Герцен не выражает здесь своего отношения к немецкому гению как к индивидууму, так сказать, «политическому животному», но не перестает восхищаться творениями этого «Зевса искусства», «Наполеона литературы». Убежденность Герцена, что великий человек не должен жить вне времени и стоять в стороне от жгучих «судеб мира», уже является его твердым убеждением.
Герцена давно привлекал немецкий романтик Эрнст Теодор Гофман, прибавивший третье имя Амадей к двум своим, в честь несравненного Моцарта. Оригинальность и фантастичность блестящего слога сказочника и романтика, которым он бесконечно увлечен еще до ареста, возбуждают в нем охоту писать очерк «Гофман», связав его с рядом этюдов о современных немецких писателях.

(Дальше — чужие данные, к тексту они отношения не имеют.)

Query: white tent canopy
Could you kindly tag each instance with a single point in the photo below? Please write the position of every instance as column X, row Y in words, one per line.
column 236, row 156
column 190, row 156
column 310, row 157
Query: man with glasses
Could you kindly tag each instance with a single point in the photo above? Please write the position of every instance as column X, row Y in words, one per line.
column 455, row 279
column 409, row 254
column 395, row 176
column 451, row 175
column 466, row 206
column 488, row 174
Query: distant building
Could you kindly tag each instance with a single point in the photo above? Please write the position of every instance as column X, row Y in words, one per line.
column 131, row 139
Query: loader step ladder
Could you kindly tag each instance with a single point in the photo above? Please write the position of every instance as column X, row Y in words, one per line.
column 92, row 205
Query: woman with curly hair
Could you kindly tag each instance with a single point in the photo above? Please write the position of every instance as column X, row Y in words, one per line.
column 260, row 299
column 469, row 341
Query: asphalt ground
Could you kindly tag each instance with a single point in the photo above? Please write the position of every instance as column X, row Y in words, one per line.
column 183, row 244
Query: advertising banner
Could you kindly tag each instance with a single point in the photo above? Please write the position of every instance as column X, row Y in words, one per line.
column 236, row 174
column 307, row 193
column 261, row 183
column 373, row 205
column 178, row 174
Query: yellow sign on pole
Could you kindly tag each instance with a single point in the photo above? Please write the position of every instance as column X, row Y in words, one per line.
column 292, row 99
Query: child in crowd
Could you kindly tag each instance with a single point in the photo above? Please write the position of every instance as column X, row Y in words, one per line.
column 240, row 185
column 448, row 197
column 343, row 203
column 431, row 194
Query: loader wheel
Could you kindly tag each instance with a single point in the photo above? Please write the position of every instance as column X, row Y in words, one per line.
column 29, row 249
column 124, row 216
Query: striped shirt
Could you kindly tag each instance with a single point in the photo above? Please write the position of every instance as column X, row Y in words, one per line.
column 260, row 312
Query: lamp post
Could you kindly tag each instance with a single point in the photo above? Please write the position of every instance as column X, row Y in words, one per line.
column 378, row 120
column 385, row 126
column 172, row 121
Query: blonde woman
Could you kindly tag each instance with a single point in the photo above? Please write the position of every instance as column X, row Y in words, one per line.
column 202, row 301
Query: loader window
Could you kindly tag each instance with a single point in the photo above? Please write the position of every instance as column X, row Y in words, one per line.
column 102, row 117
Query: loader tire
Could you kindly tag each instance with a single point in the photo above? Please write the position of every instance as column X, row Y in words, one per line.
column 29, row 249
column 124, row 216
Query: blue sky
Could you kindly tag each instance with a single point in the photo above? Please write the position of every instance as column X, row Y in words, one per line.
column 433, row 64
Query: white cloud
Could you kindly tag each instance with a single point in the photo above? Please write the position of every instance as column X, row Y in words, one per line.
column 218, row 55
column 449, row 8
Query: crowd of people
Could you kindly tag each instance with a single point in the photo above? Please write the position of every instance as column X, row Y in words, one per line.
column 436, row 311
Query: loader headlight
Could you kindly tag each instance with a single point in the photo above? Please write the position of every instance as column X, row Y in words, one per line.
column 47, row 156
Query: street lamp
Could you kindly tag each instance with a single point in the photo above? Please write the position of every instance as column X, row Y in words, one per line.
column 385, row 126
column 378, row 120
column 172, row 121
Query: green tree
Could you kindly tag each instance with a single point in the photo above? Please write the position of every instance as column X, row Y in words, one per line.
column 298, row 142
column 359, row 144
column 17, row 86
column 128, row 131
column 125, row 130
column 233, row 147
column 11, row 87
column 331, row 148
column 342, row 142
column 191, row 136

Еще с университетских времен он читал гофмановского «Кота Мурра», «Фантастические пьесы в манере Калло», страстно штудировал жизнеописание мастера, написанное другом фантазера-сказочника, криминалистом и писателем Эдуардом Гитцигом. Эта книга, вышедшая в Берлине в 1824 году, и побудила Герцена воспользоваться ею как источником для биографической канвы своей статьи.
Почему вдруг Гофман? Что хотел найти Герцен в его фантастических творениях и чем заинтересовал его причудливый мир гофмановских героев?
Желаний и побуждений — через край, потому что творчество романтика-мистика захватывает романтика Герцена.
Он хочет представить русскому читателю (еще не переведенного с немецкого) писателя феноменального дарования, «музыкальное» творчество которого не укладывается в обычные рамки серой будничности. Оно звучит как виртуознейший Страдивари.
Конечно, вниманием «продвинутых» читателей Гофман завладел раньше, еще с 1820-х годов, а в 1830-х в числе поклонников его творчества уже числились многие русские интеллектуалы, в том числе Николай Станкевич.
Хотите постигнуть душу художника, ее «божественное начало», ее отличие от души обычного человека, «читайте Гофмановы повести: они вам представят самое полное развитие жизни художника во всех фазах ее», — обращается к читателю Герцен. Толпа не понимает людей, глубоко чувствующих, у них своя жизнь, свои законы. Они только гости на этой земле. В предисловии к «Встречам», при описании противостояния личности и толпы, возникает характерный образ. Герцен припоминает историю с Дидеротовой кухаркой, немало удивившейся, услышав, что ее хозяин — великий человек. (Известно, для лакея нет гения.)